= Hydrofluoroolefin =

Class of chemical compounds

Chemical structure of 1,3,3,3-tetrafluoropropene (HFO-1234ze)

Hydrofluoroolefins (HFOs) are unsaturated organic compounds composed of hydrogen, fluorine and carbon. These organofluorine compounds are of interest as refrigerants. Unlike traditional hydrofluorocarbons (HFCs) and chlorofluorocarbons (CFCs), which are saturated, HFOs are olefins, otherwise known as alkenes.

HFO refrigerants are categorized as having zero ozone depletion potential (ODP) and low global warming potential (GWP) and so offer a more environmentally friendly alternative to CFC, HCFC, and HFC refrigerants. Compared to HCFCs and HFCs, HFOs have shorter tropospheric lifetimes due to the reactivity of the C=C bond with hydroxyl radicals and chlorine radicals. This quick reactivity prevents them from reaching the stratosphere and participating in the depletion of good ozone, leading to strong interest in the development and characterization of new HFO blends for use as refrigerants. Many refrigerants in the HFO class are inherently stable chemically and inert, non toxic, and non-flammable or mildly flammable. Many HFOs have the proper freezing and boiling points to be useful for refrigeration at common temperatures.
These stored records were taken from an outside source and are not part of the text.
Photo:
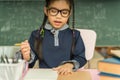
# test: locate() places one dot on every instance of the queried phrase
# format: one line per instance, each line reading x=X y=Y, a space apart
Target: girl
x=55 y=45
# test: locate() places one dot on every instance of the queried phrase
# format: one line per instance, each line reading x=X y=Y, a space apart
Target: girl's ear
x=45 y=11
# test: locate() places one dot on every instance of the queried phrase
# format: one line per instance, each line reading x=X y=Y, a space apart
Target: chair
x=89 y=39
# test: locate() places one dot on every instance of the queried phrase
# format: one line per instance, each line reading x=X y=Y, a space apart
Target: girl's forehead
x=60 y=4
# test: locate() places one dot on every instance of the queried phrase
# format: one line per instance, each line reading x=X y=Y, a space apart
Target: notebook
x=41 y=74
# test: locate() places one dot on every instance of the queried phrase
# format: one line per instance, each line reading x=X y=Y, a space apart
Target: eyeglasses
x=63 y=12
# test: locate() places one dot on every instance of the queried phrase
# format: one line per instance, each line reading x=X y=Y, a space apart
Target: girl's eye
x=53 y=11
x=65 y=12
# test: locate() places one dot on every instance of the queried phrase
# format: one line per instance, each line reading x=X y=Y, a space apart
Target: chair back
x=89 y=39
They have also been adopted as blowing agents, i.e. in production of insulation foams, food industry, construction materials, and others. However, HFOs degrade to produce trifluoroacetic acid, a persistent toxic chemical which can lead to acidification of water bodies, and which can accumulate in sensitive wetland ecosystems.

HFOs are being developed as "fourth generation" refrigerants with 0.1% of the GWP of HFCs.

== Examples ==
HFOs in use include:

- 2,3,3,3-tetrafluoropropene (HFO-1234yf, trademarked as Opteon YF) and 1,3,3,3-tetrafluoropropene (HFO-1234ze).
- cis-1,1,1,4,4,4-hexafluoro-2-butene (HFO-1336mzz-Z; DR-2) shows also a promise in high temperature applications like cogeneration, heat recovery and medium temperature heat pumps.
- trans-1,1,1,4,4,4-hexafluoro-2-butene (HFO-1336mzz-E) also has good properties, and is being investigated.

The largest brand of HFOs is Opteon, produced by Chemours (a DuPont spin-off).

== Concerns ==
According to the Environmental Investigation Agency (EIA), HFOs contribute indirectly to both climate change and ozone depletion. The production of HFOs and their breakdown in the atmosphere lead to emissions of high global warming potential and ozone-depleting potential gases. On top of that, HFOs are a source of persistent and pervasive per- and polyfluoroalkyl substances (especially trifluoroacetic acid, TFA) pollution, and their use is irreversibly contaminating the environment.